Already Donald Trump is on course to be not only the most controversial president in recent US electoral history, but also the most embattled and besieged. Whether in the shape of the sustained street protests his election has unleashed across the country, the social media storm it has provoked — or whether it is the protests that are being leveled at him and his vision for the country by various musicians, rock bands, celebrities, and actors — he has already been left in no doubt that across the United States the resistance is mounting in response to his rhetoric on Muslims, Mexicans and Hispanics, women, and minorities in general.
The most powerful stance thus far, taken against the fear his election has unleashed, has come from within the US Jewish community.
Jonathan Greenblatt, head of the Anti-Defamation League, an organization that campaigns against anti-Semitism, has vowed to register as a Muslim if Trump goes ahead with the plans that have been mooted to establish a Muslim database. Explaining the reasons for his stance, Greenblatt said: "As a Jewish community, we know what happens with litmus tests. We can remember. We have painful memories of when we ourselves were identified, registered and tagged."
Following on from Mr. Greenblatt, a group of Jewish academics have released a statement, pledging to "to wage a struggle to defend the constitutional rights and liberties of all Americans." They go on to say: "Our reading of the past impels us to resist any attempts to place a vulnerable group in the crosshairs of nativist racism. It is our duty to come to their aid and to resist the degradation of rights that Mr. Trump's rhetoric has provoked."
Meanwhile many who viewed Trump's election as the harbinger of a welcome and long awaited departure from a foreign policy driven by US exceptionalism and hegemony, responsible for sowing instability, chaos and terrorism across the world, are justifiably raising concerns over the team the President-elect is pulling together to staff his administration. We're talking establishment insiders and neocons such as John Bolton, Zalmay Khalilzad, Stephen J. Hadley, and James Mattis among others.
Bolton, for example, was US ambassador to the UN under the Bush administration and is currently being touted as a contender to become secretary of state. He is a strong proponent of hard power who considers the war in Iraq to have been a success and who has advocated bombing Iran. In other words, he couldn't be more hawkish if he tried.
Khalizad, another possible pick for secretary of state, has been described as a staunch neocon. He is on the board of the National Endowment for Democracy (NED) in Washington, a notorious NGO funded by the US Congress that has been accused of working hand in glove with the CIA when it comes to undermining governments.
Then we have Stephen J. Hadley, shortlisted for the post of defense secretary. Hadley served as national security adviser in the Bush administration. In January 2015, Hadley called for a hard line to be taken against Russia with regard to the crisis in Ukraine, including the permanent deployment of NATO troops in the Baltics.
Finally, another possible pick for defense secretary is former US Marine General James 'Mad Dog' Mattis. Regarded as a legendary figure within US military circles, a soldier's general who was held in high esteem by his men, this former head of US Central Command is on record as railing against Russia's stance in Ukraine and with respect to Crimea.
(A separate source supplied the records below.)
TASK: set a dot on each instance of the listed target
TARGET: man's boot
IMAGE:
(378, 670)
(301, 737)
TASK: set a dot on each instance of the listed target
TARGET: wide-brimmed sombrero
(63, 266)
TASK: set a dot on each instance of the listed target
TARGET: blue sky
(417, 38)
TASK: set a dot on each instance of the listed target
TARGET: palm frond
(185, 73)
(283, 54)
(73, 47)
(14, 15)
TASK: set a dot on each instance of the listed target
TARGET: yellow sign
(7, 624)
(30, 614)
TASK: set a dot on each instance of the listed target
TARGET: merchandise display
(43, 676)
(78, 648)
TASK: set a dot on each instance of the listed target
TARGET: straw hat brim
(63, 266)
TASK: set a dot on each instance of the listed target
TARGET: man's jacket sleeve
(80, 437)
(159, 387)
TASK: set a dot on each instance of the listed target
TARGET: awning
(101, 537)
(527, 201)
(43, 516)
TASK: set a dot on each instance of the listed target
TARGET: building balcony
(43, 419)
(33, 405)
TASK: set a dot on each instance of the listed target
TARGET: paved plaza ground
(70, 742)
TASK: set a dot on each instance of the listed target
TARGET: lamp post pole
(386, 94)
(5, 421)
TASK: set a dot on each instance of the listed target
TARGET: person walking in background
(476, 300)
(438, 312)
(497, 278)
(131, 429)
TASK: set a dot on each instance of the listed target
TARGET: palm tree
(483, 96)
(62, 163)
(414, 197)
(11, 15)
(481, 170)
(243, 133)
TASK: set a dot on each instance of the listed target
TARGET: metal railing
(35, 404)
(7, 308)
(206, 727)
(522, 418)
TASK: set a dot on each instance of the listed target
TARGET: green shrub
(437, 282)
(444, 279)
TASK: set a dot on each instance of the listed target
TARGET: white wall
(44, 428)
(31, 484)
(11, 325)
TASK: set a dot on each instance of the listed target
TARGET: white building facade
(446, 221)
This is not to suggest that Trump intends rolling back on his campaign pledge to reset Washington's relationship with Russia and take the sting out of a situation which, under the Obama administration, saw relations between both countries reach a post-Cold War nadir.
It does however, oblige us to exercise caution when it comes to what a Trump White House will entail, especially with regard to the strong likelihood of an uptick in hostile relations between the US, Iran and China, which would assuredly not be in Russia's interests, given the positive relations that Moscow enjoys with Tehran and Beijing.
On the broader point, Trump swept to victory against Hillary Clinton on the back of the kind of rhetoric associated in historical terms with proto-fascism when it comes to his views on minorities. The hope is that this was only rhetoric and that he will not — indeed that he will not be able to — follow through in practice on some of his pledges.
Demonizing Muslims, for example, represents an unthinking and crude lumping together of the entire Muslim world with the minority views of Daesh, Nusra, and other al-Qaeda and Salafi-jihadist groups that have emerged in recent years.
It is after all Muslims who have suffered the most at the hands of these terrorists and their extremist views, and it is Muslims who have done most to resist them — i.e. the Muslims of the Syrian Arab Army, Iraqi Army, the Kurds, the Iranian Revolutionary Guards, Hezbollah, and so on.
The problem is not Islam when it comes to the terrorist threat the world faces. The problem is the promotion of sectarianism and intolerance under the guise of Islam. These, ironically, are the very maladies that president-elect Donald Trump's critics accuse him of fomenting at home.
The views expressed in this article are solely those of the author and do not necessarily reflect the official position of Sputnik.